Many large-scale biobanking efforts are underway worldwide at institutional, national, and even international levels. When linked with subject data from questionnaires and medical records, biobanks serve as valuable resources in the study of complex diseases such as cancer, cardiovascular disease, and diabetes. Examples of these biobanks include the Personalized Medicine Research Project at Marshfield Clinic in Marshfield, Wisconsin; BioVu at Vanderbilt University School of Medicine in Nashville, Tennessee; the Mayo Clinic Biobank in Rochester, Minnesota; the Kaiser Research Program on Genetics, Environment and Health in Oakland, California; the Icelandic database by deCODE genetics in Reykjavík, Iceland; Generation Scotland Biobank in Edinburgh, Scotland; and UK Biobank in Cardiff, Wales.

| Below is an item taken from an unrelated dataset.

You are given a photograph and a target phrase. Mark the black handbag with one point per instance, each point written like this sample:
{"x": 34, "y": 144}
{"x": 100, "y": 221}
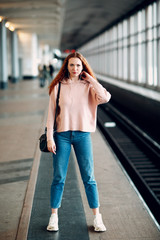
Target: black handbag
{"x": 43, "y": 137}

Biobanks have become integral to improving population health with the goal of making medicine more effective and personalized for each one of us. All of us—participants, health professionals, researchers, and biobanks themselves—have an important role, from volunteering biospecimens to collecting consent to biospecimens processing and data accruing.

Engaging Participants

Biobanks could not operate without participants who volunteer their biospecimens and personal health information. Biobanking protocols must pay extraordinary attention to ethical guidelines and consent forms to assure participants that their specimens will be secure and their data used appropriately. Following best practices demonstrates that a biobank respects and protects the rights of participants and is committed to promoting ethically responsible research.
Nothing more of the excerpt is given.